Para Tito Giaffone, jovem de 18 anos e piloto da Full Time Sports, correr em um circuito diferentes dos tradicionais traz todo um ‘tempero’ a mais para a competição, além da preparação mental para lidar com o calor extremo. 

“É uma experiência diferente. Estamos acostumados com circuito misto e quando vamos para um traçado que só vira para um lado, muda tudo. Parece que não, mas muda a configuração do carro, muda o jeito que temos que guiar, a estratégia. Além do fato que a corrida vai acontecer em dois estágios, mais endurance”, iniciou.

“A preparação física sempre vai ter, [por pilotar a noite] não muda o estilo do nosso treino porque, por incrível que pareça, o carro em si não cansa muito, o que está cansando mais é o calor. Então, é mais a preparação mental, de conseguir manter a concentração num calor extremo”, destacou. 

Tito Giaffone; Full Time Sports

Tito Giaffone; Full Time Sports

Foto de: Vanderley Soares

Piloto da A.Mattheis Vogel, Gabriel Casagrande – que já tem uma experiência prévia de pilotar em Cuiabá, à noite – o maior desafio será o tipo de corrida ‘panela de pressão’ que o anel externo vai oferecer. 

“Correr à noite realmente ajuda bastante porque de dia é bem complicado por aqui. Neste traçado você chega numa velocidade diferente na última curva do circuito, em uma velocidade um pouco maior para frear um pouco antes. E com esses carros, você tem que estar no vácuo [do carro da frente], não tem jeito, é uma pista extensa com reta longas”, apontou. 

“O mais interessante é que, neste traçado, não será uma corrida em que você tem que dar o seu máximo o tempo inteiro, com muitas freadas, curvas diferentes, porém, você tem que se preocupar com seus adversários o tempo todo porque sabe que a qualquer momento algum carro pode estar mais rápido que você e te ultrapassar”, concluiu. 

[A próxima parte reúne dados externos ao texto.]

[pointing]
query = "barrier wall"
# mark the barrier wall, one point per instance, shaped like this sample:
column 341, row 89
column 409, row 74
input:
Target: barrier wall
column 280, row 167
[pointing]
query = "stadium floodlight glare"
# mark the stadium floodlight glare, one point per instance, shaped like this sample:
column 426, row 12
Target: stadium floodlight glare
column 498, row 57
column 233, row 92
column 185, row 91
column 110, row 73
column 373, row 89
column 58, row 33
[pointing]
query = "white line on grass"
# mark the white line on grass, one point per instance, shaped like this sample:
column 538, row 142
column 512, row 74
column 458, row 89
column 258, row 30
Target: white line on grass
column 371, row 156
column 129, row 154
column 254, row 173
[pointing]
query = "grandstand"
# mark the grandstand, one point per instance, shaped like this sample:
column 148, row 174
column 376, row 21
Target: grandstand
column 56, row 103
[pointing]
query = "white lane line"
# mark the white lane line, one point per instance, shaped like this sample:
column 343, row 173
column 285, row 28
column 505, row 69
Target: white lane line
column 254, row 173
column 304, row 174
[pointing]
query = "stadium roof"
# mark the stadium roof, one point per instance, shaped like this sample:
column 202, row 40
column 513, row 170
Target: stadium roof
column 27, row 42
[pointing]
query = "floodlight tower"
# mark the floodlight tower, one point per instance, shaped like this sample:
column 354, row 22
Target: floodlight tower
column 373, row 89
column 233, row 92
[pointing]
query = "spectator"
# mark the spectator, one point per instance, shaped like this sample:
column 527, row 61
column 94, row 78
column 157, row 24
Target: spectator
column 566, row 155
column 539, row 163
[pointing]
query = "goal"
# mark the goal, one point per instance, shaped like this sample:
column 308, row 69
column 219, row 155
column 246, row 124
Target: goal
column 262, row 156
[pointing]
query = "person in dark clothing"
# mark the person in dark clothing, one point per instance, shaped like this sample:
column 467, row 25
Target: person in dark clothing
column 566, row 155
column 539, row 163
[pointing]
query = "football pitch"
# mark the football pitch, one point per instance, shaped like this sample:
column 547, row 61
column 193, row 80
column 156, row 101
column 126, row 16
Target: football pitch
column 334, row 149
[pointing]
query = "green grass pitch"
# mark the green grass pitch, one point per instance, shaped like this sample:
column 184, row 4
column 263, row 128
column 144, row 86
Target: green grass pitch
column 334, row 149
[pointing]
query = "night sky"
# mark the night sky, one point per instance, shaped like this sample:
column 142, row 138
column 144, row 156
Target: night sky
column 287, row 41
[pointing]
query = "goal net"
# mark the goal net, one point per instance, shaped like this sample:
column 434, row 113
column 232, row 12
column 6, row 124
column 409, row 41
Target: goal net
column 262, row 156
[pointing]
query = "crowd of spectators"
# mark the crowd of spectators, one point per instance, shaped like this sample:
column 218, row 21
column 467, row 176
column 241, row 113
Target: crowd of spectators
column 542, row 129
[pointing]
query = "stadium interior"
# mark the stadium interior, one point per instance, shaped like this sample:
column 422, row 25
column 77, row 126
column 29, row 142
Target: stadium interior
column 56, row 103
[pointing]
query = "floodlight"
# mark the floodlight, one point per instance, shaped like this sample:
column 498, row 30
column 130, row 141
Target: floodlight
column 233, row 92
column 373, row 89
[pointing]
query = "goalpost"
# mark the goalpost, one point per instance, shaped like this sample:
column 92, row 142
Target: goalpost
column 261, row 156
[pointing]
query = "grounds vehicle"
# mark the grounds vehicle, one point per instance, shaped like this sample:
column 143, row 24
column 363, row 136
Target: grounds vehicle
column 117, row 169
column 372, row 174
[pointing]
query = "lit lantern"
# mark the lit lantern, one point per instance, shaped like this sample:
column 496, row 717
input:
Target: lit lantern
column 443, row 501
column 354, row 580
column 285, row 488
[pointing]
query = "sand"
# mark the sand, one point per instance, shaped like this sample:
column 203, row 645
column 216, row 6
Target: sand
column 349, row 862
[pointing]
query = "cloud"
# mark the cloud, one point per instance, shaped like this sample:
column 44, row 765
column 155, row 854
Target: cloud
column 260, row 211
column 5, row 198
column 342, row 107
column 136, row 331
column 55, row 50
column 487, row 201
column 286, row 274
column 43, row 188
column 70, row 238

Gabriel Casagrande; A.Mattheis Vogel

Foto de: Rodrigo Guimarães

Cacá Bueno, do Team RC, e recém completados 50 anos de idade, a ausência da luz natural não interfere na corrida e na preparação dos pilotos para a etapa. O grande diferencial fica para a mudança de programação que acaba cansando mais o piloto ao longo do fim de semana. 

“Apesar de uma experiência de noite ser bem diferente teoricamente, a iluminação do autódromo é muito boa, nem percebemos muito que está de noite, então, a gente tem uma visibilidade perfeita”, apontou. 

“Só que o dia fica mais longo porque não dá para você trocar, exatamente, a ficha e acordar duas da tarde. Você acaba acordando no mesmo horário de sempre e como tudo acontece mais tarde, você caba ficando muito mais horas do que de costume dentro do autódromo, muitas vezes muito mais do que 12 horas direto e isso acaba tornando os dias cansativos. Deixa o fim de semana um pouco mais desgastante que o normal”, encerrou.